43 Extract data from scatterplot

Xuan Lian

There was a time in another class in Columbia University, one of the assignments is to perform KNN algorithms. The professor asked us to draw the boundary lines on the given data, which was showed on a scatter plot. However, as no data form is provided, we can not get the details of the data. So instead of solving it quantitatively by coding, we have to draw some ugly thresholds manually.

Then it comes to me that as many of the scatter plots as well as other plots are drawn by ggplot in R, which basically have a standard format. Can we develop a package to extract data from the Image like .png or .jpeg file generated by ggplot package?

So in this assignment, I created an R package, which included several functions, to extract data from standard scatter plot generated by ggplot.

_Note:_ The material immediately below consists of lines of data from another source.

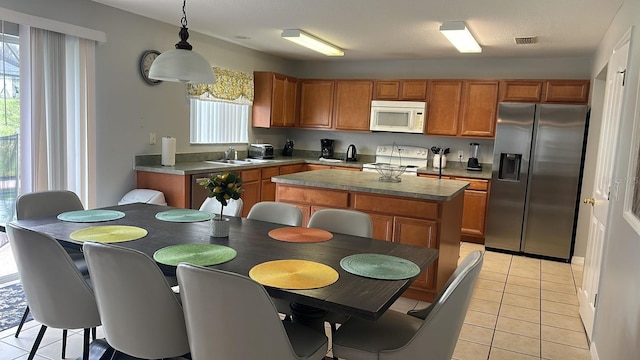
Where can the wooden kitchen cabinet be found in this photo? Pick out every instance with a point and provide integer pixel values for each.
(275, 98)
(353, 104)
(545, 91)
(251, 183)
(479, 108)
(316, 103)
(418, 232)
(418, 222)
(400, 90)
(465, 108)
(443, 107)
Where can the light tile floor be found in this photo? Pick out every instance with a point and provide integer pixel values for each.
(522, 308)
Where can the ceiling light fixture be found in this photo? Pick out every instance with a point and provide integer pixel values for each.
(458, 34)
(307, 40)
(182, 64)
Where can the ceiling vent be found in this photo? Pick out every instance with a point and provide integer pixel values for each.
(526, 40)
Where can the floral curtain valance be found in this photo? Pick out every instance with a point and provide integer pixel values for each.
(230, 86)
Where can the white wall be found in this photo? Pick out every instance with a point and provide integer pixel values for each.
(617, 321)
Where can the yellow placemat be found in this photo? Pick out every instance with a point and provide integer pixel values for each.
(293, 274)
(109, 233)
(300, 234)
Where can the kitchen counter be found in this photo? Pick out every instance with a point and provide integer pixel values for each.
(410, 187)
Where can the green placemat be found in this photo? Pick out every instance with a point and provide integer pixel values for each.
(90, 215)
(183, 215)
(195, 254)
(109, 233)
(379, 266)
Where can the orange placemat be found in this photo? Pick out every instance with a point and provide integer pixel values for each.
(300, 234)
(293, 274)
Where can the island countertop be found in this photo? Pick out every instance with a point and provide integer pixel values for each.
(410, 187)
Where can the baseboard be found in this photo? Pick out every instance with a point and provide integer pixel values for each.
(577, 260)
(593, 352)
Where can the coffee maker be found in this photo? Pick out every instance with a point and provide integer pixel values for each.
(473, 163)
(326, 148)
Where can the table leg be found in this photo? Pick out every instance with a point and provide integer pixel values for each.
(308, 316)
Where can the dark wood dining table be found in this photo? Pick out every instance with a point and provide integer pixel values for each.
(353, 295)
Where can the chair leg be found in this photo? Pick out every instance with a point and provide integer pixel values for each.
(64, 343)
(36, 343)
(24, 318)
(85, 345)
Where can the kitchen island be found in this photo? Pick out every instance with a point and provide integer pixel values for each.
(417, 211)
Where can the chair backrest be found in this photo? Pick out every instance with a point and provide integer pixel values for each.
(57, 293)
(46, 203)
(141, 316)
(233, 208)
(440, 330)
(276, 212)
(230, 316)
(350, 222)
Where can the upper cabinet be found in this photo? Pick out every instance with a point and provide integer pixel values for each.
(316, 103)
(462, 108)
(545, 91)
(335, 104)
(400, 90)
(275, 97)
(353, 104)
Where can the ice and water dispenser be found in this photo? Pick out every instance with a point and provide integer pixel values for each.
(509, 167)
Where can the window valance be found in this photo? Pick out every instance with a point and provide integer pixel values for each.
(230, 86)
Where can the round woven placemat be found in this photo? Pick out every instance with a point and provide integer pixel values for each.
(195, 254)
(300, 234)
(379, 266)
(109, 233)
(293, 274)
(96, 215)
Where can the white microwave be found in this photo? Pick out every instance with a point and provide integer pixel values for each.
(398, 116)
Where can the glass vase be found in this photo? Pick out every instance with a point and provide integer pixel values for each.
(219, 227)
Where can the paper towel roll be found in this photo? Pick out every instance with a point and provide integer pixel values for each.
(168, 151)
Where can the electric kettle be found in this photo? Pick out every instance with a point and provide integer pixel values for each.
(352, 154)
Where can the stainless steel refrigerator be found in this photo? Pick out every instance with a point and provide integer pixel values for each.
(538, 157)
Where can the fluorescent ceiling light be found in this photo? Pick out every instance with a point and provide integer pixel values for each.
(182, 64)
(460, 37)
(302, 38)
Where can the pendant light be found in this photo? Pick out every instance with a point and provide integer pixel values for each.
(182, 64)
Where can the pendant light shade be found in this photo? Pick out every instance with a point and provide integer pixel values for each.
(182, 64)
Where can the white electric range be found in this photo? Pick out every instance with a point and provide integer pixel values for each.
(413, 157)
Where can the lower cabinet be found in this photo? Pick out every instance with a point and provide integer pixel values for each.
(418, 222)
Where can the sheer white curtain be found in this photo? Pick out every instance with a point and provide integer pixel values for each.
(218, 122)
(58, 113)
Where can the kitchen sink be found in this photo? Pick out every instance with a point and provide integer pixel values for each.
(228, 162)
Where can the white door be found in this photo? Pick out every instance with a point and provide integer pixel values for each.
(588, 292)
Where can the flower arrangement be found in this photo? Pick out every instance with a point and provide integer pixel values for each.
(224, 187)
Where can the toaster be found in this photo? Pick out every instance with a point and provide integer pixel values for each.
(261, 151)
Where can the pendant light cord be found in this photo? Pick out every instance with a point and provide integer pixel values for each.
(184, 34)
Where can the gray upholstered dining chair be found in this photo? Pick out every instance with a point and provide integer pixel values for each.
(233, 208)
(57, 293)
(231, 317)
(350, 222)
(431, 332)
(141, 315)
(50, 203)
(276, 212)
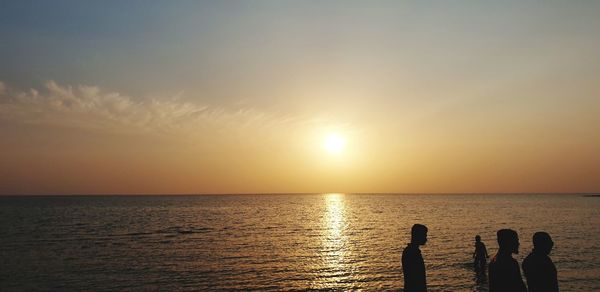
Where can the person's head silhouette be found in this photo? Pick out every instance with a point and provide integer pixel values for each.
(542, 242)
(418, 234)
(508, 240)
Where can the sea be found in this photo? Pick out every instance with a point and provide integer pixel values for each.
(281, 242)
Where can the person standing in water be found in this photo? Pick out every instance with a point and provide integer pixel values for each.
(504, 271)
(480, 255)
(413, 266)
(539, 269)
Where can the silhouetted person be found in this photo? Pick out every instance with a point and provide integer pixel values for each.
(480, 255)
(505, 275)
(413, 266)
(539, 269)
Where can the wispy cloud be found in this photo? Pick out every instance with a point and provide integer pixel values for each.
(89, 107)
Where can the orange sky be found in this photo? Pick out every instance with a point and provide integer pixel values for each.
(230, 98)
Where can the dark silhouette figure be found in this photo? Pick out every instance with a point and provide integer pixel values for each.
(480, 255)
(505, 275)
(413, 266)
(539, 269)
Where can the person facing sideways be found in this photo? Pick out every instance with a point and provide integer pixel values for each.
(539, 269)
(480, 255)
(413, 266)
(504, 272)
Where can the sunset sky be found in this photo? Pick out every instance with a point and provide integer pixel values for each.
(151, 97)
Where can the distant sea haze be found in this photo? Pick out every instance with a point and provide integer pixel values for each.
(280, 242)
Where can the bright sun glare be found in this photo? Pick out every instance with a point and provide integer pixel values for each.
(334, 143)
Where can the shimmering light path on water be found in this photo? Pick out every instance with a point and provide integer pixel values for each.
(279, 242)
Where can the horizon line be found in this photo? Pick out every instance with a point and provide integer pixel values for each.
(297, 193)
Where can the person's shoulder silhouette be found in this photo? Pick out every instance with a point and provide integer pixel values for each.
(413, 266)
(504, 271)
(539, 269)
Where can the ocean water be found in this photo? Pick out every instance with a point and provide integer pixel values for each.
(280, 242)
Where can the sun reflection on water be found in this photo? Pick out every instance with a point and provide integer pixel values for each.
(334, 241)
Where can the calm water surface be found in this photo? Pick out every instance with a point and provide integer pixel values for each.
(279, 242)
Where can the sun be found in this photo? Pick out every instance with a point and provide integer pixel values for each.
(334, 143)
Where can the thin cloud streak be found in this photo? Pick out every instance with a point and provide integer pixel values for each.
(92, 108)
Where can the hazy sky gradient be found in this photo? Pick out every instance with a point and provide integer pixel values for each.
(237, 96)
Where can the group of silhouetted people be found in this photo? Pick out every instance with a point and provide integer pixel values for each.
(504, 271)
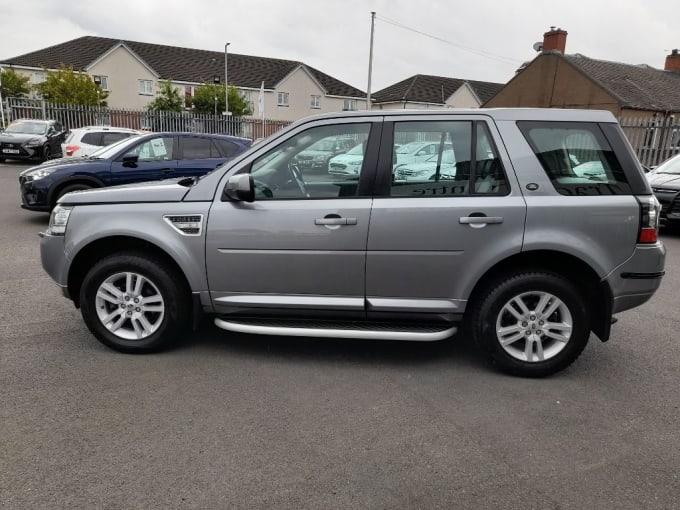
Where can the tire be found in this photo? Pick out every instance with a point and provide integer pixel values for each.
(532, 324)
(134, 303)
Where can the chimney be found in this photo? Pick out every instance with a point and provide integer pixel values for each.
(555, 39)
(673, 61)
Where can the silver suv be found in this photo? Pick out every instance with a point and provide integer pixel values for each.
(510, 244)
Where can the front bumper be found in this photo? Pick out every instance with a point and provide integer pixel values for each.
(54, 260)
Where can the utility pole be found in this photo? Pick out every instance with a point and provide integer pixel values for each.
(226, 81)
(370, 63)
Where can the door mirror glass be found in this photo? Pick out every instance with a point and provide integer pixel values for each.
(240, 188)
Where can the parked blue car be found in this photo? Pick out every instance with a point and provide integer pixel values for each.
(139, 158)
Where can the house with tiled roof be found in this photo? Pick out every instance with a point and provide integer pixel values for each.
(436, 92)
(555, 79)
(130, 71)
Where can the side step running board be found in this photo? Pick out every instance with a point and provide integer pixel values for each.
(337, 330)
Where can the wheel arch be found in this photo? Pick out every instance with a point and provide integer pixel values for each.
(596, 292)
(104, 247)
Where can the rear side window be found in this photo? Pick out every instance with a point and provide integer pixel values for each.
(577, 158)
(92, 139)
(199, 148)
(110, 137)
(444, 159)
(228, 148)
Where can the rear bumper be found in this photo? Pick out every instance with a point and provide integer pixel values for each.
(636, 280)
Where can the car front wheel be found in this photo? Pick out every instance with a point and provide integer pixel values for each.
(134, 303)
(532, 324)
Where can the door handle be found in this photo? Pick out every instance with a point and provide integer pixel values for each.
(480, 220)
(335, 221)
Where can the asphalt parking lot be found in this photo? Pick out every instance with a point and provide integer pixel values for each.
(228, 421)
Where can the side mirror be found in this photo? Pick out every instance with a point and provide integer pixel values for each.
(240, 188)
(130, 160)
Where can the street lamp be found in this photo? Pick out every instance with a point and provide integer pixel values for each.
(216, 81)
(226, 82)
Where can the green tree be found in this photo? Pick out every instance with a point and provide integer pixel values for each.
(168, 99)
(65, 85)
(13, 84)
(204, 100)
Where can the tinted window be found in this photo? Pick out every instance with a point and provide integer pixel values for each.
(109, 137)
(313, 164)
(447, 158)
(198, 148)
(576, 157)
(92, 139)
(155, 149)
(228, 148)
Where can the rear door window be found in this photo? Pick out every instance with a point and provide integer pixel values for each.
(577, 157)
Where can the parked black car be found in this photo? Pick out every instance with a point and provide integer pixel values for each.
(138, 158)
(32, 139)
(665, 183)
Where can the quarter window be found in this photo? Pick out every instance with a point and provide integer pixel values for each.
(577, 157)
(322, 162)
(444, 159)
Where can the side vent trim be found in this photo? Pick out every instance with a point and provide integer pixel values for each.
(185, 224)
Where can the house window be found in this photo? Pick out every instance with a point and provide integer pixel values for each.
(350, 105)
(189, 92)
(145, 87)
(38, 78)
(103, 81)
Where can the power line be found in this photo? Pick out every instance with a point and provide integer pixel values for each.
(481, 53)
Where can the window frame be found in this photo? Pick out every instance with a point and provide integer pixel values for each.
(142, 88)
(283, 99)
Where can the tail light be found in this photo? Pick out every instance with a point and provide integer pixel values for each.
(72, 149)
(649, 219)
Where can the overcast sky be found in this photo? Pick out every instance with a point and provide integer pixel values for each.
(473, 39)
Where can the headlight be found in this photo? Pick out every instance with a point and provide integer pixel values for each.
(33, 142)
(39, 174)
(58, 220)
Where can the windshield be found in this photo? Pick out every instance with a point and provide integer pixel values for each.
(111, 150)
(671, 166)
(27, 128)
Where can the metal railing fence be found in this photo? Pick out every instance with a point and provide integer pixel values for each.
(76, 116)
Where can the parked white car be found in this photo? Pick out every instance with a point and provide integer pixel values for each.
(84, 141)
(427, 169)
(348, 163)
(416, 152)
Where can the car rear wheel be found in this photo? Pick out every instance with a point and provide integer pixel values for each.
(532, 324)
(134, 303)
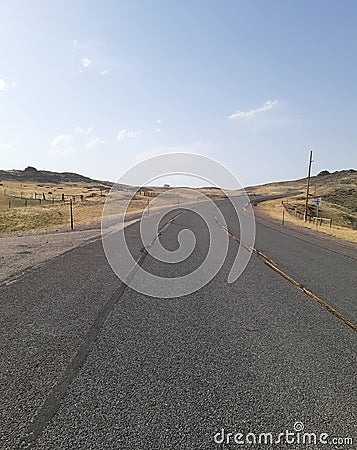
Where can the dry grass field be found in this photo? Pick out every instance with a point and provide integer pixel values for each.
(30, 206)
(338, 192)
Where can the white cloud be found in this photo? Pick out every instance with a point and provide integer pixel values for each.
(6, 146)
(93, 142)
(80, 130)
(86, 62)
(270, 104)
(62, 145)
(4, 86)
(128, 134)
(199, 148)
(91, 56)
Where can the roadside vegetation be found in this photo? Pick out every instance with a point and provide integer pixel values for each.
(338, 193)
(27, 205)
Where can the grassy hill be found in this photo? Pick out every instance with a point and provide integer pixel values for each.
(338, 192)
(33, 199)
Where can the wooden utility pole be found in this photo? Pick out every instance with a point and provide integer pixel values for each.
(71, 213)
(308, 186)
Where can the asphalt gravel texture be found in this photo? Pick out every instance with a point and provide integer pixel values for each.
(253, 356)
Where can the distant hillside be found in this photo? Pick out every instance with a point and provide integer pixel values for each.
(338, 187)
(338, 191)
(44, 176)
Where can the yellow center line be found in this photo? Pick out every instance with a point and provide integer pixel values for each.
(273, 266)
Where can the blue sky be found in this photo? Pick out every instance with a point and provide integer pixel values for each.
(96, 86)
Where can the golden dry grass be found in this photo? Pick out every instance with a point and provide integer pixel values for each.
(274, 209)
(52, 216)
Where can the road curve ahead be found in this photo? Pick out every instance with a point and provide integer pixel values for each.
(87, 363)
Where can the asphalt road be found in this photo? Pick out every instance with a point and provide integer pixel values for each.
(87, 363)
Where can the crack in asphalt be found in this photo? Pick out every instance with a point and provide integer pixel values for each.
(52, 403)
(270, 263)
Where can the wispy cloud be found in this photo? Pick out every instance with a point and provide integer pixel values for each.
(6, 146)
(5, 86)
(80, 130)
(128, 134)
(62, 145)
(200, 148)
(94, 142)
(86, 62)
(90, 56)
(268, 105)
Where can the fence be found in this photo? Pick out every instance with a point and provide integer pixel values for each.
(23, 199)
(293, 210)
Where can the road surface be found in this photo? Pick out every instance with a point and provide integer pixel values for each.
(87, 363)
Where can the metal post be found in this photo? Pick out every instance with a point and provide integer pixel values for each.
(308, 187)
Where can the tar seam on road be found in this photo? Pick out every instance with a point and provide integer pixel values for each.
(53, 400)
(273, 266)
(305, 240)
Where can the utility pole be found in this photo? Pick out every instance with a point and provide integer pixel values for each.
(308, 186)
(71, 213)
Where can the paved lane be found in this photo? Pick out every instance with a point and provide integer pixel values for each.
(253, 356)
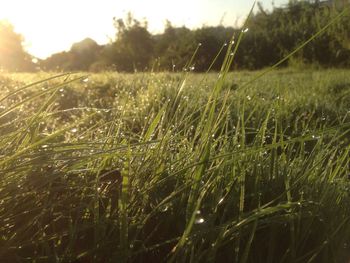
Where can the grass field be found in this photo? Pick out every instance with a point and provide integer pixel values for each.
(175, 167)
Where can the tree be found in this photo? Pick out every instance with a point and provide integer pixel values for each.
(12, 54)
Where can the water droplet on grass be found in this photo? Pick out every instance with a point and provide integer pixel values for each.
(199, 221)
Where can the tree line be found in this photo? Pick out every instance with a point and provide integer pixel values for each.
(271, 36)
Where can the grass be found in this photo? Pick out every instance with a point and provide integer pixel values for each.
(164, 167)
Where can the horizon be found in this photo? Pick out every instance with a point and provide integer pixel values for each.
(46, 33)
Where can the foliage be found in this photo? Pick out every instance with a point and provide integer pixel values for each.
(206, 168)
(12, 55)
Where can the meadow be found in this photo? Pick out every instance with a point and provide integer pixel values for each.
(175, 167)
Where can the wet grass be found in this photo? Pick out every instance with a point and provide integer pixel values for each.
(175, 167)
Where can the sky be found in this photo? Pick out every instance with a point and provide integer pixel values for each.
(51, 26)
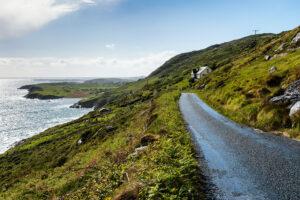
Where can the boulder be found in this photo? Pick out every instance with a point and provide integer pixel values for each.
(79, 142)
(290, 96)
(109, 128)
(104, 110)
(296, 39)
(280, 48)
(267, 57)
(138, 151)
(272, 69)
(295, 110)
(147, 139)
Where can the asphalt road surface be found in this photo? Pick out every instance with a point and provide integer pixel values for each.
(239, 162)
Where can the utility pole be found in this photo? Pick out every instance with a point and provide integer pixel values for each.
(255, 31)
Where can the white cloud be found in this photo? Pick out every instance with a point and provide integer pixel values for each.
(82, 67)
(18, 17)
(110, 46)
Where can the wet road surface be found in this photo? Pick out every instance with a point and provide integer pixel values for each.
(238, 161)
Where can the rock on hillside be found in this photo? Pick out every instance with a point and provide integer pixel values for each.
(290, 96)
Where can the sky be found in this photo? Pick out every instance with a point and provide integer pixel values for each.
(124, 38)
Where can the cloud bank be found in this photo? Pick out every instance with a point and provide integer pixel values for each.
(82, 67)
(18, 17)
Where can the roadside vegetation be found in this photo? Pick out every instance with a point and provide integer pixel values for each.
(138, 146)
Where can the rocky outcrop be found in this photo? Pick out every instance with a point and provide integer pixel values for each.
(32, 93)
(296, 39)
(41, 96)
(290, 96)
(272, 69)
(267, 57)
(295, 110)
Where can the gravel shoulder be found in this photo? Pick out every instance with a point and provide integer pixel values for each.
(241, 163)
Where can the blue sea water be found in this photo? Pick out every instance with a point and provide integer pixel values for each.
(21, 118)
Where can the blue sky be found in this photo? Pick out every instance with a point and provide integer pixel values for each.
(125, 37)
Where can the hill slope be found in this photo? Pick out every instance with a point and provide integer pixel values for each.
(139, 147)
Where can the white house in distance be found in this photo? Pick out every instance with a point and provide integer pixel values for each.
(201, 72)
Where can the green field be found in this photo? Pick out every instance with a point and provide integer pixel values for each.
(141, 149)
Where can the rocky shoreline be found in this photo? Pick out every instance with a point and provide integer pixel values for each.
(33, 95)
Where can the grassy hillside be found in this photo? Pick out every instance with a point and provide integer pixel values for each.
(140, 148)
(241, 85)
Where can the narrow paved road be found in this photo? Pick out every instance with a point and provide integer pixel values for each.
(239, 162)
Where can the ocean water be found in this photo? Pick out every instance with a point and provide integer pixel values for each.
(21, 118)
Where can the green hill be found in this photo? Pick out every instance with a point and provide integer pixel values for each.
(139, 147)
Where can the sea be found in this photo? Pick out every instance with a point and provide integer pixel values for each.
(21, 118)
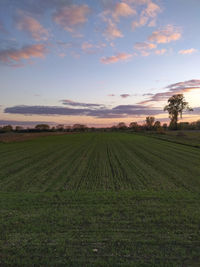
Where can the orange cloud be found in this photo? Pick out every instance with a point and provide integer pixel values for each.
(116, 58)
(32, 27)
(187, 51)
(12, 56)
(71, 16)
(166, 35)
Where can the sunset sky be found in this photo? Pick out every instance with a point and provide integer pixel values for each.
(97, 62)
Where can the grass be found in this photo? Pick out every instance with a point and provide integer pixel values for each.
(99, 199)
(190, 138)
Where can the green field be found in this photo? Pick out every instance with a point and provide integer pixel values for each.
(99, 199)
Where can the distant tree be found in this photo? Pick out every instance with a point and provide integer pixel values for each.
(164, 126)
(79, 127)
(176, 106)
(157, 125)
(134, 126)
(42, 127)
(121, 126)
(7, 128)
(198, 125)
(150, 122)
(19, 128)
(60, 127)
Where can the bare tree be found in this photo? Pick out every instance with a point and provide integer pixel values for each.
(176, 106)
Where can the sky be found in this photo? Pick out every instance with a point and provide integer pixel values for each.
(97, 62)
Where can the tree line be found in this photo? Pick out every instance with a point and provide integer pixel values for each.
(176, 106)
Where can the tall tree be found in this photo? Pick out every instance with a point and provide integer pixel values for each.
(176, 106)
(150, 122)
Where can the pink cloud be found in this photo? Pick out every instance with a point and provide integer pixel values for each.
(112, 31)
(160, 51)
(123, 10)
(32, 27)
(71, 16)
(187, 51)
(148, 15)
(165, 35)
(116, 58)
(125, 95)
(144, 48)
(176, 88)
(13, 56)
(2, 28)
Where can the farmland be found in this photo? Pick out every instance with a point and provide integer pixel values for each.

I was planned to use some computer vision method to detect the axis as well as the labels on that. However, the workload is much heavier than I thought and I just finished the part of detect label position and the point position. You need to input 4 parameters ymax,ymin,xmin and xmax, together with the plot_file into the function scatter2data to get the data extracted from the scatter plot image.

There are still many problems with this function, firstly it only works with scatter plot but not applicable for other kinds of plot generated by ggplot yet. Secondly the accuracy is not 100%, meaning that it can still make progress on the point detect process.

Here is the command to install the package:

# remotes::install_github("Shawn-Lian/image2data")
library(image2data)

The core function in the package is scatter2data, by calling this function you can extract dataset from a standard scatter plot generated by ggplot.

Here is an example how to use it.

We firstly generated several data points and get the scatter plot using geom_point and save the plot in a .png format.

set.seed(0)
X = rnorm(20)
Y = rnorm(20)
ggplot()+
  geom_point(aes(x=X,y=Y))
ggsave('resources/image2data/test_plot.png',dpi = 100)

There are five parameters used in scatter2data function, first is the address of the plot that you want to extracted data from. Other four parameters are ymax, ymin, xmin, xmax, which is the maximum or minimum value of the y and x axis separately.

In this example, ymax=1, ymin=-1, xmin=-1, xmax=2, and after imputing these parameters we can get the result of the function.

data = image2data:: scatter2data('resources/image2data/test_plot.png',1,-1,-1,2)

To check the result, we plot the extracted data and origin data on the same scatter plot.

ggplot()+
  geom_point(aes(x=X,y=Y,color = 'origin data')) +
  geom_point(aes(y= data[,2],x = data[,1], color = 'extracted data'))